Built a scalable interaction model across agents
I designed a reusable interaction model for agent-driven actions across 10+ integrations (Gmail, Calendar, Slack, Asana, Jira, Spotify).
Core principles
One pattern, many tools → consistent mental model
Inline control → edit without leaving chat
Structured clarity → replaces ambiguous text
Card system
Active → editable, fully expanded
Accepted / Dismissed → clear outcome
Collapsed → condenses when user moves on
Interaction
All key parameters editable inline
Clear summary before execution
Handles interruption + changing intent
Google Calendar
Create Event → Edit → Invite
Agent proposes event details
User edits time / attendees
User approves → event is created
Jira
Modify Issue → Assign
User requests updates to an existing issue
Agent proposes changes
User reviews and edits inline
User approves → updates are applied
Spotify
An example where Spotify Agent generates a Spotify playlist and presents it as an Action Card for review. Users can edit details inline and approve with confidence, staying in control before anything is created.
Tradeoffs
Balancing flexibility, clarity, and system complexity
I introduced structured UI into a conversational system without breaking flow. I chose inline Action Cards over modals to preserve context, accepting added layout complexity mitigated through hierarchy and collapse behavior.
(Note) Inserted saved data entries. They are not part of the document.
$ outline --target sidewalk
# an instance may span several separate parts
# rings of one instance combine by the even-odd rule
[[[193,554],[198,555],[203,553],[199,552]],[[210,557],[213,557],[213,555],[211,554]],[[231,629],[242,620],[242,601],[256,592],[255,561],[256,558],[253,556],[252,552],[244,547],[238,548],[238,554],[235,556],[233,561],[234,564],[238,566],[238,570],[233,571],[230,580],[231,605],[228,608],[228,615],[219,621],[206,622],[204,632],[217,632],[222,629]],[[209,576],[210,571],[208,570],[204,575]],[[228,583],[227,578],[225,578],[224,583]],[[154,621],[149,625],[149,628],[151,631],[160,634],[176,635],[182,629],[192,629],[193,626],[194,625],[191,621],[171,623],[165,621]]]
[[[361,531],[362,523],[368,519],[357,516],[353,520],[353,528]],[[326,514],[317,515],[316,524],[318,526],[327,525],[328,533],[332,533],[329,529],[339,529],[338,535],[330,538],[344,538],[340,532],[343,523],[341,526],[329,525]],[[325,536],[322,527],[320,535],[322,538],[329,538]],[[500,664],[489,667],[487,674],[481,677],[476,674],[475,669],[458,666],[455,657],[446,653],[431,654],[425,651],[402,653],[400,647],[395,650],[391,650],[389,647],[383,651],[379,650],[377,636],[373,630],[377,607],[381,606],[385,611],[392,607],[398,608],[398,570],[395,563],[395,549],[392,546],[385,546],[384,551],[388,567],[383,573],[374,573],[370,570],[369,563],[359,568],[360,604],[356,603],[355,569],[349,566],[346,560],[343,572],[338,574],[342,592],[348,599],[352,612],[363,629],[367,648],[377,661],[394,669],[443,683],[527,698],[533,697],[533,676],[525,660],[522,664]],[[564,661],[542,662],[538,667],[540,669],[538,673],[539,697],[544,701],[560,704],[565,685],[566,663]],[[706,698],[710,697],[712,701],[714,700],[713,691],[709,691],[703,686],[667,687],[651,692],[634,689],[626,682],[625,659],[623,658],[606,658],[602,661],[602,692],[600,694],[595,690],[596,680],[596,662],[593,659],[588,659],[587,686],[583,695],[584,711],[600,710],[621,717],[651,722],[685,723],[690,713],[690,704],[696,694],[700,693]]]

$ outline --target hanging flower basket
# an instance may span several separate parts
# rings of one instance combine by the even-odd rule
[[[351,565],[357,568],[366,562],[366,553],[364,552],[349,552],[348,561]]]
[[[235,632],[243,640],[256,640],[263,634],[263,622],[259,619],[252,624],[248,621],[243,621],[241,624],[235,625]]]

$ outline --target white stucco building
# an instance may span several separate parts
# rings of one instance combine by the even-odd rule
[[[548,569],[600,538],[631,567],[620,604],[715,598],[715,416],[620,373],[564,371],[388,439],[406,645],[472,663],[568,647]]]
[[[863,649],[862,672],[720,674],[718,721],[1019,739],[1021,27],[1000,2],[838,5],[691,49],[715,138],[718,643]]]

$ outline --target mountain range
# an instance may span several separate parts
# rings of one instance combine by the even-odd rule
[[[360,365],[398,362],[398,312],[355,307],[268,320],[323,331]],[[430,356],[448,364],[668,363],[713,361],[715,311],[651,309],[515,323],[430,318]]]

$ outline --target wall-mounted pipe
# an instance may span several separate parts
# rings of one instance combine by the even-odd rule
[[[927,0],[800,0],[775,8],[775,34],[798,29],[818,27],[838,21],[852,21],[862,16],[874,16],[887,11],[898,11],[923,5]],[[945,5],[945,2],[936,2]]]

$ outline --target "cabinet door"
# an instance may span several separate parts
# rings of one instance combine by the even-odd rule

Actions auto-dismiss on new input to stay aligned with user intent, with predictable regeneration to avoid confusion. I scoped structured UI to action-based tasks to maintain agent flexibility, and prioritized a reusable system across integrations accepting some loss of tool-specific optimization in favor of consistency and scale.
Outcome
Shifting AI from execution to collaboration
Reduced friction in agent workflows by eliminating re-prompts for small fixes
Increased clarity and transparency of pending actions
Improved user trust in AI-assisted execution
Increased action completion on first pass (directional)
Reduced repeated prompts to correct errors
Increased willingness to approve agent-driven actions
Beyond the feature, this work introduced a trust-first design lens to agent interactions.
I helped reframe how the team approached AI actions from optimizing for speed of execution to designing for user confidence, control, and clarity.
This shift influenced how we evaluated future agent capabilities, prioritizing transparency and editability as core requirements rather than enhancements.
Established a scalable interaction pattern across 10+ integrations
Enabled expansion into multi-step and automated workflows
Impact: laid the foundation for evolving AI from a command-based system into a collaborative partner where users remain in control as automation increases.